Very elegant, incredible cake! Worth the effort! I promise! 8) NOTE: You may add decorative roses, etc. with whipped topping, but pretty enough without it even!
- 12 vanilla cream-filled sandwich style cookies, broken into pieces (Vienna Fingers, 6 1/2 oz)
- 5 tablespoons unsalted butter, cut to pieces, room temp
- 1⁄4 cup sugar
- 2 vanilla beans, split lengthwise
- 1⁄2 cup whipping cream
- 1 1⁄2 lbs cream cheese, room temp
- 1 cup sugar
- 1 pinch salt
- 4 large eggs
- 12 ounces fresh cranberries or 12 ounces frozen cranberries
- 3⁄4 cup sugar
- 1⁄2 cup frozen cranberry juice concentrate, thawed
- 1⁄4 cup water
- Position rack in middle of oven and preheat to 350°.
- Wrap outside of 9-inch springform pan with 2 3/4-inch-high sides with foil.
- Blend cookies, butter and sugar in processor until crumbs clump together.
- Press on bottom and halfway up sides of pan. Bake crust 10 minutes; set aside.
- Begin filling with tip of small sharp knife. Scrape seeds from vanilla beans into small saucepan; add beans.
- Add cream, bring to simmer over medium heat; set aside uncovered and cool to room temperature discard beans.
- Blend the cheese, sugar and salt in food processor until very smooth. Stop often to scrape sides of bowl.

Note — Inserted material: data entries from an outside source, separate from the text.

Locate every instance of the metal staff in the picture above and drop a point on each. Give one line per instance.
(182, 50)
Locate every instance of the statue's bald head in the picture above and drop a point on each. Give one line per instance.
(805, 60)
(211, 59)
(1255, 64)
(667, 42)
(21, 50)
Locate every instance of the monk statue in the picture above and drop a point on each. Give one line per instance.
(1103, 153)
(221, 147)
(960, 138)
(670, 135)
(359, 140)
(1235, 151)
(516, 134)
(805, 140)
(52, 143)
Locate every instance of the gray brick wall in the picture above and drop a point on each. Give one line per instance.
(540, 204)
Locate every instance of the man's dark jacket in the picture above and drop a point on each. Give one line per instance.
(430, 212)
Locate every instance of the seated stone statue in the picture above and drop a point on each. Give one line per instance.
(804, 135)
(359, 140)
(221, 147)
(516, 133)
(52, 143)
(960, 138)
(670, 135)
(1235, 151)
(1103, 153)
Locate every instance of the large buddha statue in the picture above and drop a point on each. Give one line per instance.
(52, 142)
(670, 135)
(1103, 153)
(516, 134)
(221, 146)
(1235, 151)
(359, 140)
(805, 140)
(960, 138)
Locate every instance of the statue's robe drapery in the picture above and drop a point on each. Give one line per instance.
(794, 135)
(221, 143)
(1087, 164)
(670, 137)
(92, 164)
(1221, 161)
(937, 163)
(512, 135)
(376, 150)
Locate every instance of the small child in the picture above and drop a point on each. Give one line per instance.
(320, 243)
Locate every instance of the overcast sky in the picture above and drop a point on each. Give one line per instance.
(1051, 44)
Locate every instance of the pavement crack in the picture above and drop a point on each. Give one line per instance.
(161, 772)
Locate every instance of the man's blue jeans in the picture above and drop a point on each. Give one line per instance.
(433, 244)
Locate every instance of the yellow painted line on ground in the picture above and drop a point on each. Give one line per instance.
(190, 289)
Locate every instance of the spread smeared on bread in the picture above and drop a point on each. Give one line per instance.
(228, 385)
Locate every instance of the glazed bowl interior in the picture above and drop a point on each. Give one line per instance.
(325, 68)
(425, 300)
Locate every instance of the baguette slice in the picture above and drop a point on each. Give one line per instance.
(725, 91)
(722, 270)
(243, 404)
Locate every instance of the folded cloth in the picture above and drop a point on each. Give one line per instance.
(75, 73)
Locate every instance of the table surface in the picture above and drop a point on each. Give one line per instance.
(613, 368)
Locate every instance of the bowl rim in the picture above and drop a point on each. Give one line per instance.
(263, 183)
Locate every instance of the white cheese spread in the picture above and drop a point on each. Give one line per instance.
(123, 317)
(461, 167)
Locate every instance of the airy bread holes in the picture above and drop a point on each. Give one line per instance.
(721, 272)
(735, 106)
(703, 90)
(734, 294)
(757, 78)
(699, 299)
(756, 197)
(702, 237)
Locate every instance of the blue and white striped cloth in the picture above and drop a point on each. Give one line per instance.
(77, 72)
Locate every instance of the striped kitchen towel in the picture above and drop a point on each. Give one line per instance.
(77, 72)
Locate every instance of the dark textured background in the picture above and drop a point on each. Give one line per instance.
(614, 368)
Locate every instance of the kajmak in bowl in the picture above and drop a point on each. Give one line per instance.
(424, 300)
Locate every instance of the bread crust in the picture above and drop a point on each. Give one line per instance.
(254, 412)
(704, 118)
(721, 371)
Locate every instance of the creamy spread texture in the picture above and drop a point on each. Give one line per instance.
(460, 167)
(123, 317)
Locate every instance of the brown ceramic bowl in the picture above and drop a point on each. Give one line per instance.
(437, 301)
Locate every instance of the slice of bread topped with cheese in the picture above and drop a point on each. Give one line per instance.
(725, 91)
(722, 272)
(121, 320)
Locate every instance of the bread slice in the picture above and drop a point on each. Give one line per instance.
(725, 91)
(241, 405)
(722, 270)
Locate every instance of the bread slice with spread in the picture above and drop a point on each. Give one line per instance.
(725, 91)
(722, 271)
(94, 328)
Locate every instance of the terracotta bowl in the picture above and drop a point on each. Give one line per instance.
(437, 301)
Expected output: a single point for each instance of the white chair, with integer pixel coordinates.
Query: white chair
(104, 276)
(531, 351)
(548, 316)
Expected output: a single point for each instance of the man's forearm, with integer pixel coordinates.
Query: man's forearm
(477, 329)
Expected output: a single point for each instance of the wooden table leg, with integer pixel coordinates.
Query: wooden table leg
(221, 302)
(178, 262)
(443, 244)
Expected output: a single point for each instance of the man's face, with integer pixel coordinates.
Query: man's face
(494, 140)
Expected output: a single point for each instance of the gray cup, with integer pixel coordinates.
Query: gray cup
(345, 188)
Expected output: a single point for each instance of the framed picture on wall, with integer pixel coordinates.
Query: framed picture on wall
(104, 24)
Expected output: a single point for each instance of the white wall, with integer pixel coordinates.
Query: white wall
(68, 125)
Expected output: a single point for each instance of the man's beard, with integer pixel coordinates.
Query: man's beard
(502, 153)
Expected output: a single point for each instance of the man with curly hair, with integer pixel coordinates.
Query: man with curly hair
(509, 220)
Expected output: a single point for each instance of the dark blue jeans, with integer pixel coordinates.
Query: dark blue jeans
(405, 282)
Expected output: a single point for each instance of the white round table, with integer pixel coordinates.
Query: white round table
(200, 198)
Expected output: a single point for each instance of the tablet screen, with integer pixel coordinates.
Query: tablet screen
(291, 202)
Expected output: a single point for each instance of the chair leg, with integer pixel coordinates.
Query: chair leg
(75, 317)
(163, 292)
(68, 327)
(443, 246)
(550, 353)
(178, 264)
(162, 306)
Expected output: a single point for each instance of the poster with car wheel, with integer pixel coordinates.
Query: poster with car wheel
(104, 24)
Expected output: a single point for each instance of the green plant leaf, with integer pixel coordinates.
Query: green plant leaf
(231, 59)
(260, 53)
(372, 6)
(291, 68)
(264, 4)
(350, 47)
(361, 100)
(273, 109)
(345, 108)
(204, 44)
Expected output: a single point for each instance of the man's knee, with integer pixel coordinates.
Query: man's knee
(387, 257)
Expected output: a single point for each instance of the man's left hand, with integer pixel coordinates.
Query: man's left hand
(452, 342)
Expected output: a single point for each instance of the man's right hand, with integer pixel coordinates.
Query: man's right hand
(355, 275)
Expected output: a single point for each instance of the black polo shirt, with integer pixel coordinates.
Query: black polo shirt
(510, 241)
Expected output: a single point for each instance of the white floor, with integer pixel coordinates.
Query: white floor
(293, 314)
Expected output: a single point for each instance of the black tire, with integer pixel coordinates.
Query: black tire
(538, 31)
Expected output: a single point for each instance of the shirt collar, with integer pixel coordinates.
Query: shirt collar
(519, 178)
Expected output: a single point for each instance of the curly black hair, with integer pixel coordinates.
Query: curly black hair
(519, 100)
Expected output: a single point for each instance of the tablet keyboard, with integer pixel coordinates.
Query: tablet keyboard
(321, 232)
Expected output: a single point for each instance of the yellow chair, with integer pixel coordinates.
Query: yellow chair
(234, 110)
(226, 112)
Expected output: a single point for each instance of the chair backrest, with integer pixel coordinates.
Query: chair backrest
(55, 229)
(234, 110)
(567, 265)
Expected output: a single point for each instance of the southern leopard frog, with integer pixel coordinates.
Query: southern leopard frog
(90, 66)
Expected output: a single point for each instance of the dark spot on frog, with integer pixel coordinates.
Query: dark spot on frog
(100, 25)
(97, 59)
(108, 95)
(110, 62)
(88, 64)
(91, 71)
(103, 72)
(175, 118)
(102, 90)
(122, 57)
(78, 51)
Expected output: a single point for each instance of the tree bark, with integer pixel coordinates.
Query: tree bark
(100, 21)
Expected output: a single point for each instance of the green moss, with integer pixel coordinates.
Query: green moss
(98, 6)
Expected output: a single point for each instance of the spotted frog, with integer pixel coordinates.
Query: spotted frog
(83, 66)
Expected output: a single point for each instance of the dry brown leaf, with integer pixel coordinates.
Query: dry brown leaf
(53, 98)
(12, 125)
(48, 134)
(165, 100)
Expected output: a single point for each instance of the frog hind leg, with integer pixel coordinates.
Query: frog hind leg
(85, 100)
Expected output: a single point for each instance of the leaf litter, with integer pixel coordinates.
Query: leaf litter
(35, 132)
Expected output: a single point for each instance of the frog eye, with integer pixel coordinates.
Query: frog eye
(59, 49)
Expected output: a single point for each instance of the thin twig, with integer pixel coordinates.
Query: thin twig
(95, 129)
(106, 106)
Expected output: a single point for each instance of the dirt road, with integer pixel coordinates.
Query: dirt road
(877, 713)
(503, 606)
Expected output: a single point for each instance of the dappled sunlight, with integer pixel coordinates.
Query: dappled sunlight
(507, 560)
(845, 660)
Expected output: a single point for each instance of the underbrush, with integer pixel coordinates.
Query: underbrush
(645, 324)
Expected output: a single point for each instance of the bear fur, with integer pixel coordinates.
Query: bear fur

- Add vanilla cream and blend. Add eggs and process 5 seconds, scrape down sides of bowl, process just until blended.
- Pour filling into crust and bake until sides puff slightly and center is just set, about 50 minutes.
- Place uncovered hot cheesecake into refrigerator to chill thoroughly, at least 6 hours.
- For topping, stir all ingredients in heavy medium saucepan over medium heat until sugar dissolves.
- Increase heat and boil 3 minutes. Press mixture through sieve set over large bowl, pressing firmly on solids.
- Spoon warm topping over chilled cheesecake, spreading evenly.
- Chill until topping is set, at least 2 hours.